As is customary before these meetings, the PP councilors developed a strategy organized by the national leadership to present a common front to the CPFF. In an interview with EL PAÍS three weeks ago, the PP’s deputy finance secretary, Juan Bravo, said that “the objective cannot be to go into further debt”. Popular leadership sources add privately: “The communities don’t want deficits, they want balanced budgets.” In any case, councilors will listen to the Treasury’s approach to the spending cap, with no position set in advance. Naturally they will oppose any “cession” to pro-independence groups.
“Let’s see what he offers us,” explains one of the barons. «We have become accustomed to a level of improvisation incompatible with a minimum of seriousness», underline sources from another community. “The stability and debt objectives arrive very late for the majority of the autonomous communities, which have already prepared and are preparing their budgets, they should have been presented before June 30 to guide the path of the autonomies,” underlined on Sunday the Minister of Finance of the Government of Andalusia, Carolina España.
What the popular regional leaders want to focus on is the repeated request to the Treasury for a new regional financing model, which has expired since 2014. Something they agree on with the PSOE and on which Montero is already working. However, some popular presidents fear that the debate will boil down to Catalonia. “The debate has not been opened, it has only been opened with Catalonia and I would like to see whether it has really been opened or not,” said the president of the Balearic Islands, Marga Prohens, in a discussion forum The avant-garde Thursday. The problem for the PP, which presides over 11 communities and the two autonomous cities and also co-governs in the Canary Islands, remains the same: their positions for a possible reform of the system are not the same because they defend different interests depending on the territories. In fact, Montero had already asked them at the last CPFF to present a joint proposal.
The presidents of Galicia, Alfonso Rueda, and Aragon, Jorge Azcón, reactivated the group that signed the appeal in February Declaration of Santiago in 2021, in which eight communities of different political affiliations came together to ask that the distribution of resources be calculated by weighing the criteria of depopulation, dispersion and aging.

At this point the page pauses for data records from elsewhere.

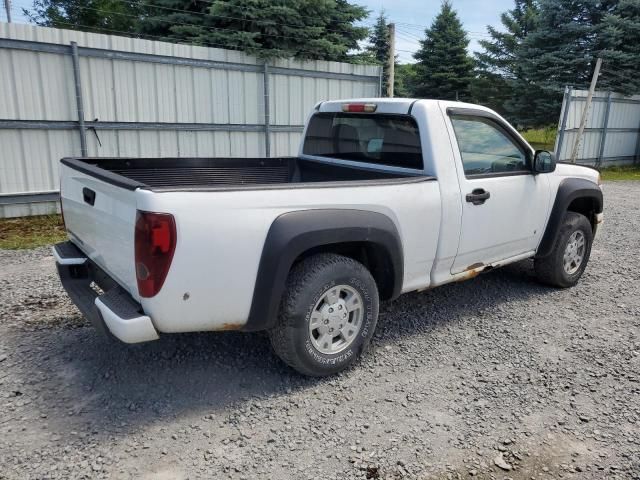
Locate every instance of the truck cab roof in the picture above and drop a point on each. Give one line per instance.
(399, 106)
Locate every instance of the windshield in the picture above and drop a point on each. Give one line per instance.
(391, 140)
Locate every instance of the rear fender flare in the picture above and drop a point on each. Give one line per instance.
(294, 233)
(569, 190)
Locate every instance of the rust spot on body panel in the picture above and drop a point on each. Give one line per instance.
(230, 326)
(471, 271)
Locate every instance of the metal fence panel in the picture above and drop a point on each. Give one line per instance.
(146, 98)
(612, 130)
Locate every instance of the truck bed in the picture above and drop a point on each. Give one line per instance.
(202, 173)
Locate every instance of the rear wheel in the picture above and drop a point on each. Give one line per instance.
(566, 262)
(327, 316)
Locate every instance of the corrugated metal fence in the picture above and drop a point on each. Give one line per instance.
(69, 93)
(612, 131)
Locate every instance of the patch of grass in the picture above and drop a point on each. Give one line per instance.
(31, 232)
(541, 138)
(625, 172)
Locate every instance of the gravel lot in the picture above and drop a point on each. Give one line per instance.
(497, 370)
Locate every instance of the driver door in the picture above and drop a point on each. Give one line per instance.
(504, 205)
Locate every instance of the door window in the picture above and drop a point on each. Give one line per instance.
(486, 149)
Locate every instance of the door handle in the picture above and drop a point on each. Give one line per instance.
(89, 196)
(478, 196)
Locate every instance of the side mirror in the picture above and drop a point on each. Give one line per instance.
(544, 162)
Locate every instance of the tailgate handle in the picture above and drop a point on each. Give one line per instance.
(89, 196)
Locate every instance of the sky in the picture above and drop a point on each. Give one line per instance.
(413, 16)
(410, 16)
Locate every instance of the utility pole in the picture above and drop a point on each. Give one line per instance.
(585, 111)
(392, 59)
(7, 6)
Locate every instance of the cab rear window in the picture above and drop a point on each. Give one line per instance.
(391, 140)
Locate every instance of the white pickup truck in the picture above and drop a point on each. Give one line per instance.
(386, 196)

On the other side there are Andalusia, the Valencian Community and the Region of Murcia, underfunded by the current system, and for its part the Community of Madrid, although they are all pushing to give greater weight to the population.
Furthermore, the interests of the PP communities intersect with those of some PSOE territories. Prohens on Thursday supported the principle of ordinality for the Balearic Islands, a request that Salvador Illa also makes for Catalonia. That is, each community occupies the same position in the classifications of what it contributes and what it receives. Him president Catalonia met its Balearic counterpart on Friday as part of a series of funding talks. “We ask for a clear financial framework, with the same rules for everyone,” but which at the same time “responds to the obviously different needs of each autonomous community,” said Illa, who asked Prohens to leave “the reproaches behind” and row together in the CPFF in search of a satisfactory model. Another obstacle is that the probable rejection of Junts would prevent its subsequent approval in Congress.
In the case of Aragon, the CPFF has another ingredient. So far, Azcón said he hadn’t started preparing his budgets because he needed to know the spending cap. Once the green light has been given there will be no more excuses and the time will begin for the presentation of the Aragonese accounts with Vox fully committed to supporting them. A scenario that could lead to another electoral advance which, as in Extremadura, would take place before the elections in Castilla and León on 15 March.